Exploration of how low the light can go.

Exploration of how low the light can go.

 

Seduction or Shame? The image featured here is one of the very first I completed and explored what can be called the extreme low end of low key photography. The subject is barely seen and the lighting is almost screaming seductive movie notions. Would you consider this a forbidden fruit image or a person trying to make ends meet?

 

breaking a rule

Breaking the Rules

Flash Back. Light dances in a unique way every time you shine it. Grain to add a bit of truth and light in the frame to constrain your eye a little. The texture of the models hair created a wonder land for light to play and give me an image I can come back to time and time again.

 

almost a distant memory

Almost a distant memory

Apparition. The nights sky is amazing to loose yourself in at the best of times. Memories take hold and if you let your mind wonder you may find yourself looking at an apparition in the sky. A dream or a memory, it does not matter. They are always vivid and rarely clear. Always wanting you to spend a little more time within yourself to try and bring back more detail.

 

 

Power within an image

Power within an image

Film Noir. Every man has no clue and every woman wants to dominate or murder you. Women were traditionally inferior to men at the height of Film Noir. The thought of a man being controlled by a woman was unheard of. Power struggles are seductive and dangerous. They can come from within and also come from a third party. It’s a struggle we deal with on a daily basis  to some degree.
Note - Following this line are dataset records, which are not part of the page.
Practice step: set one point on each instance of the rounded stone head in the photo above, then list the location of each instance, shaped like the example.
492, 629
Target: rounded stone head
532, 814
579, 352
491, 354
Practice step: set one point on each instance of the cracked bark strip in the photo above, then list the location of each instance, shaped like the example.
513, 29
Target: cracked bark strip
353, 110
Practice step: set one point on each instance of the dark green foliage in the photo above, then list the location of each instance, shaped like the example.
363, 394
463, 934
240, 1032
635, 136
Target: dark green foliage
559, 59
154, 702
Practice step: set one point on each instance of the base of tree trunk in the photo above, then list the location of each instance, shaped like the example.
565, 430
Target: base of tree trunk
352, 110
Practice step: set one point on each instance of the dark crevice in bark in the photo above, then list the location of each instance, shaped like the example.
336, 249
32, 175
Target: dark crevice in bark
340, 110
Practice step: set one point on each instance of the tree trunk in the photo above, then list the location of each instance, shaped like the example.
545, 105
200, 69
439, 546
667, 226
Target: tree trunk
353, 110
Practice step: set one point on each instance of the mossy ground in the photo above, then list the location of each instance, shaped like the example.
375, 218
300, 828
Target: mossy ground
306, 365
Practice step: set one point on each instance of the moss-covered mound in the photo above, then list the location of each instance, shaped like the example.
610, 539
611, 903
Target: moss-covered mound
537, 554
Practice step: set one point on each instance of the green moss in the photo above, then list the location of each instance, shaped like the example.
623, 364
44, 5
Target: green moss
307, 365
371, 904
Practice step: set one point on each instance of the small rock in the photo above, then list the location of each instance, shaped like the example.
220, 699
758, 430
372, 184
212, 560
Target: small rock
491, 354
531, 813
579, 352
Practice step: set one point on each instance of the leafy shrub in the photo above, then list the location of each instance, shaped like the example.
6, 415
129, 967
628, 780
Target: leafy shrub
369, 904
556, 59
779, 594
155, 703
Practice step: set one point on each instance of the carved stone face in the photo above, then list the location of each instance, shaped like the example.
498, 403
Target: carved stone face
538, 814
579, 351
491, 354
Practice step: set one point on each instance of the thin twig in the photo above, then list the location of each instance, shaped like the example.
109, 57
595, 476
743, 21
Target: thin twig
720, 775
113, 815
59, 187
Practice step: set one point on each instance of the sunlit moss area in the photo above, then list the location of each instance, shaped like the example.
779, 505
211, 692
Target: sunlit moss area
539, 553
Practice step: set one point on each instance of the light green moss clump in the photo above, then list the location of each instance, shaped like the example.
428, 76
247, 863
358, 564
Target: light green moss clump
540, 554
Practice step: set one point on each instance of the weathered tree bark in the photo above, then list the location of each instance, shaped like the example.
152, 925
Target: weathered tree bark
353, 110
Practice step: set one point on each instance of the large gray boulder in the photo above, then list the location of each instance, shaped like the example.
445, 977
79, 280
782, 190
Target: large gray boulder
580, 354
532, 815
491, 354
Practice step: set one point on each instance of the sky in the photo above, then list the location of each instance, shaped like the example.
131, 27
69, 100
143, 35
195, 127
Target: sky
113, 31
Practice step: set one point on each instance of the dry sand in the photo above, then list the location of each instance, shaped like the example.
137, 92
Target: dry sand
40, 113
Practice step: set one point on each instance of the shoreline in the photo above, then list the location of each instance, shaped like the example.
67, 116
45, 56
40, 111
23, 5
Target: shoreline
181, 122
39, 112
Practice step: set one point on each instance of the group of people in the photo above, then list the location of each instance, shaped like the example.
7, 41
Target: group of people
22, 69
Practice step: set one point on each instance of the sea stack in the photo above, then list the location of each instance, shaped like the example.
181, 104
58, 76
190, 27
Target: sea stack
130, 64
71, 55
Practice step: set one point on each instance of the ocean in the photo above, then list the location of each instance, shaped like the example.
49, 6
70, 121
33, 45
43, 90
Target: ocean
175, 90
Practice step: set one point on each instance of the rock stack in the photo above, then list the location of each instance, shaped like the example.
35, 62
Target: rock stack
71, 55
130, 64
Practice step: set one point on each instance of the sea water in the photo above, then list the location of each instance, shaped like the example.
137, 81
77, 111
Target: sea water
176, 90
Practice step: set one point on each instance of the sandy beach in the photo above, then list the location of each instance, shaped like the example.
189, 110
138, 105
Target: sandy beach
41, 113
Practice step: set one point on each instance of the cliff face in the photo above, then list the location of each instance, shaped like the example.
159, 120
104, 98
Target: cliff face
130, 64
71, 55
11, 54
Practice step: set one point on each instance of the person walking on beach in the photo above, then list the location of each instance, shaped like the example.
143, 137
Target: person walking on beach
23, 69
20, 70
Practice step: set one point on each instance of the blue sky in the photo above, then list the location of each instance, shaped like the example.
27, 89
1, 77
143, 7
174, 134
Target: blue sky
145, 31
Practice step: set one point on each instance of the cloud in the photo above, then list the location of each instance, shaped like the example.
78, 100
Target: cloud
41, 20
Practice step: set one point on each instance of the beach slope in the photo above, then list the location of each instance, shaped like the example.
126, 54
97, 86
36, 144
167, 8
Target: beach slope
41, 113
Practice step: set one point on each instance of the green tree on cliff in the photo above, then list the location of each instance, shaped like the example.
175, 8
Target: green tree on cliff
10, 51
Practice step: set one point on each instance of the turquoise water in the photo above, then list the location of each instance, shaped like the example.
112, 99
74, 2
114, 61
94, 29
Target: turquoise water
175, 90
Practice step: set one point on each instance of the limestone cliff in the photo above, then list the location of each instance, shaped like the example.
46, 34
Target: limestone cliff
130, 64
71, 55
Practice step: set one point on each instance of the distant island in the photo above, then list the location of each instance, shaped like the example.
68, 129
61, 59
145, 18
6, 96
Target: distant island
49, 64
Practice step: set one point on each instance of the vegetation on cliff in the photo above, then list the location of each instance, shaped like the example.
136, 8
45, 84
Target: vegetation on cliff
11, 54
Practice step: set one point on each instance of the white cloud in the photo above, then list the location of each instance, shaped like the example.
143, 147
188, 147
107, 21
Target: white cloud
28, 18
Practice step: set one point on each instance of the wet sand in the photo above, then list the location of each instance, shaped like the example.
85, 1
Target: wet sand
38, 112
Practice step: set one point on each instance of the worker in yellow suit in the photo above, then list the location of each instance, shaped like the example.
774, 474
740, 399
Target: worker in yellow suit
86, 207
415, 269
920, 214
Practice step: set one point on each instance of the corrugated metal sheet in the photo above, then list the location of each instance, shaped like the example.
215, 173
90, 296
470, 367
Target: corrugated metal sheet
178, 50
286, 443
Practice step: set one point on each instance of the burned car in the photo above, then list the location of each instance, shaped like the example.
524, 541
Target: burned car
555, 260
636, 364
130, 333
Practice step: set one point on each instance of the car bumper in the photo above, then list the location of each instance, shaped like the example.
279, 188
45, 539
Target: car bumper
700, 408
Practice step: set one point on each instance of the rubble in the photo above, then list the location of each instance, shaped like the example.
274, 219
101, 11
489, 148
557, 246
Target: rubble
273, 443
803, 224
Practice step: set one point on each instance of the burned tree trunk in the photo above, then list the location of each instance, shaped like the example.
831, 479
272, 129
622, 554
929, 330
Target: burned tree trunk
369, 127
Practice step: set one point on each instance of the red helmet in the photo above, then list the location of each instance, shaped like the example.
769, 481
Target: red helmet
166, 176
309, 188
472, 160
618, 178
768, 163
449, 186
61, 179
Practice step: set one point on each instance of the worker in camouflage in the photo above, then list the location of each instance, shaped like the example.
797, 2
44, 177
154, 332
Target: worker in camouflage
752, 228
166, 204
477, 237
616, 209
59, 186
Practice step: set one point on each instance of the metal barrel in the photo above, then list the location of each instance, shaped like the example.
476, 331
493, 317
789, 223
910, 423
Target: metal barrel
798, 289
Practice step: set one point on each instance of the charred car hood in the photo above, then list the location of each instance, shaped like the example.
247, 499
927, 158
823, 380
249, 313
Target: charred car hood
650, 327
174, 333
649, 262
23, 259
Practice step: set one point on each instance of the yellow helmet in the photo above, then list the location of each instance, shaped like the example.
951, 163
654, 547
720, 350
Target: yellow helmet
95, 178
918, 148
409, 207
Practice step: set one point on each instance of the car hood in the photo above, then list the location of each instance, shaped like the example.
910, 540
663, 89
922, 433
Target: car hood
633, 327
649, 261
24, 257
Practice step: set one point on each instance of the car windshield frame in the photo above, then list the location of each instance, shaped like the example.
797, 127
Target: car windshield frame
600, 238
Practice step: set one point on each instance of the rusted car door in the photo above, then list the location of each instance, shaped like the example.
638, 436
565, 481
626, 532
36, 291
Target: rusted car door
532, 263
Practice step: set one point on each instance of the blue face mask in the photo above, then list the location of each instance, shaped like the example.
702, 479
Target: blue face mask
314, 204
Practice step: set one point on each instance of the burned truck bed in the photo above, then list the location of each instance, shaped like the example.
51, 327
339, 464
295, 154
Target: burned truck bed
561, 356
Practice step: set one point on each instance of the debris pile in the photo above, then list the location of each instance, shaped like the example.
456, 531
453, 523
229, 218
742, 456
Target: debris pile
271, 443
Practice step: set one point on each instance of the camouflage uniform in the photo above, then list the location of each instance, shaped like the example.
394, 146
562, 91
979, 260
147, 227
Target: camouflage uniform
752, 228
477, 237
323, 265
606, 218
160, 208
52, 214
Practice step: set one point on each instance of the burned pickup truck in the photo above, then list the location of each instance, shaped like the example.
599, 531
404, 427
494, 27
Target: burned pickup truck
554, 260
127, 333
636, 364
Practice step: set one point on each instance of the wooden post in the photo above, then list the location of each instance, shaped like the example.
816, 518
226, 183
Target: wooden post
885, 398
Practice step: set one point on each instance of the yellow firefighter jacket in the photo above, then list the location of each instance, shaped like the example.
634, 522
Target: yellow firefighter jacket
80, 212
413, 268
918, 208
A big thanks to Scott Vidler and Trudy Milton (Mumma Bear Magical Creations) for the amazing shooting session this image came from. The next photo is also from that shoot. Model- Ayla Stapleton

 

 

Self Confidence

Self Confidence

Femme Fatale. Would you cross her path? Venetian Blinds and a powerful model create unbelievable images. The protrusion of the model from the darkness adds to the mystique of the image. She appears to be able to command even the darkness it’s self. There is a certain come and get me if you dare feel that is hard to capture in such a basic minimalist way.

Back light

Back light

Back Light. This image was just a thought in my head for weeks. The vague thought of an egg on the body of someone had a sexual aspect to it. The lines and minimalist approach is almost signature of my work now along with using a flash as my light source and not a studio light.

Front Back

Front Back

Front Back. A matter of perspective. Are you looking at the front of a woman or the back of someone?

Friends, lights and sights

 

Wollongong at night

Wollongong at night

Wollongong is not a place you would consider a one of a kind shooting area. Add friends and dinner however then my photography brain has to fight with my social brain.

Fish and Chips probably fueled this image in all honesty. My childhood was filled with fish and chips after sailing on a summer day and so this is kind of homage to my memories of fish and chips from a wharf shed.

I heard my partner tell our friends that this was the price that was to be paid by requesting my camera to be taken out of it’s bag for a photo of their new relationship. A price I guess I am going to have to pay in future holidays and catch ups and something my partner understands and allows space for.